The Link header is described:

The Link entity-header field provides a means for describing a relationship between the entity and some other resource. An entity may include multiple Link values. Links at the metainformation level typically indicate relationships like hierarchical structure and navigation paths.

This sounds a lot like HTML link tag. Redundant, even.

Digging around, I found this description of the HTTP of 1992, written by Tim Berners-Lee himself. This documents the protocol in a stage between "HTTP 0.9" with it's GET method and no headers and the eventual HTTP/1.0 standard.

In the section on "Object Headers", we find:

Note. It is proposed that any HTML metainformation element (allowed withing the HEAD as opposed to BODY element of the document) be a valid candidate for an HTTP object header. LINK is one example, TITLE another. One suggestion was that the isomorphism should be realized by prepending "WWW-" to the HTML element name to make the HTTP header name, and the HTML attributes imply identically named semicolon-separated MIME-style header parameters. It is open to discussion whether the "WWW-" should be inserted or not.

Apparently sometime between HTTP/1.0 and 1.1 they finally decided that this wasn't something that needed to be in HTTP after all.

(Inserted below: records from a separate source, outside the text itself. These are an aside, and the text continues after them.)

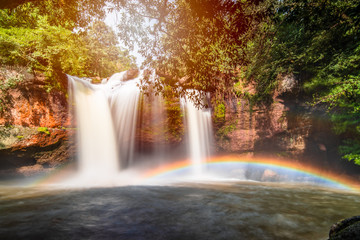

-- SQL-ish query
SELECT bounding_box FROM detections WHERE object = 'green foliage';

[165,104,184,141]
[115,0,270,102]
[0,1,135,90]
[37,127,50,135]
[339,140,360,165]
[246,0,360,165]
[1,21,87,76]
[0,0,108,29]
[216,121,238,141]
[16,135,24,140]
[82,21,136,77]
[214,103,226,123]
[162,85,185,142]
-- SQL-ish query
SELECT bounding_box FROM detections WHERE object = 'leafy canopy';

[0,0,135,89]
[114,0,269,105]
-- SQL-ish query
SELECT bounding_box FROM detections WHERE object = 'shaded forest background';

[0,0,359,166]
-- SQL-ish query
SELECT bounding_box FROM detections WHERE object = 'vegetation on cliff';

[246,0,360,165]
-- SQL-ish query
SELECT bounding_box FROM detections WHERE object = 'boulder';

[328,216,360,240]
[0,127,76,178]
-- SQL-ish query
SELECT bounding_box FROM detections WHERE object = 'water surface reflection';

[0,182,359,240]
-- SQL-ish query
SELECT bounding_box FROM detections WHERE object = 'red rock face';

[0,127,76,177]
[212,84,360,176]
[213,73,307,156]
[11,128,70,150]
[0,79,70,128]
[215,96,309,154]
[217,99,287,152]
[0,72,74,177]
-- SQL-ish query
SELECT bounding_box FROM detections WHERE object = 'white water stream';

[183,96,213,177]
[68,70,213,184]
[69,77,120,181]
[68,72,141,184]
[107,73,140,168]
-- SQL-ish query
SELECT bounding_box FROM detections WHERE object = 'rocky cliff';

[213,76,360,176]
[0,66,74,178]
[1,67,359,178]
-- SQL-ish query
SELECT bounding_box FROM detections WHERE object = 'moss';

[216,121,238,141]
[214,103,226,125]
[37,127,50,135]
[276,151,290,158]
[233,81,243,96]
[165,102,184,142]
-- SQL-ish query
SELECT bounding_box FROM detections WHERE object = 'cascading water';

[107,73,140,168]
[68,76,120,181]
[182,94,213,177]
[68,72,141,185]
[68,70,214,184]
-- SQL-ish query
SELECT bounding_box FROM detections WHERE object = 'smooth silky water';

[0,182,359,240]
[1,71,360,240]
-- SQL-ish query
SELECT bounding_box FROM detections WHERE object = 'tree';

[0,0,135,89]
[114,0,271,105]
[246,0,360,164]
[82,21,136,77]
[0,0,109,29]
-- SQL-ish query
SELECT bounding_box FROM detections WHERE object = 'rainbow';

[24,163,77,187]
[143,155,360,192]
[28,155,360,192]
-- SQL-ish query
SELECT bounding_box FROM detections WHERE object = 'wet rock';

[214,98,290,154]
[90,76,102,84]
[16,164,46,177]
[136,93,184,152]
[0,71,70,128]
[0,127,76,178]
[329,216,360,240]
[0,126,37,149]
[11,128,69,150]
[0,68,75,177]
[213,79,360,177]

I have to admit I'm a little bit sad. When dealing with (X)HTML these headers and the methods to put/delete them are redundant, but they could be useful for non-HTML. One use I can imagine would be to provide the title ("alt text") of a photo as part of the HTTP response for requesting the actual image file, rather than having that text only exist in the HTML that embeds the photo. Maybe Link(s) to the homepages of the people in the photo. Of course it would require the web server to maintain some kind of database in which to store this data, which might have been asking too much of in 1996. But now? I think we could have used these little guys.

EDIT: It just dawned on me that understanding how things like this get abandoned and yet the world still turns out OK, means understanding a great truth applicable to other domains besides HTTP. After all, if PUT, POST, and DELETE had been widely implemented as they were originally designed - to allow users to create and edit web pages using features directly built into their browsers - then mankind would never need to have invented things called "wikis" and "blogs", and then where would we be?


i guess EXIF handles some of that (but only for images) and ID3 handles some of that (but only for mp3s) They are not as unified as Object Headers would have been, but they do stick with the content no matter where it goes (mp3 player, image editor, etc.)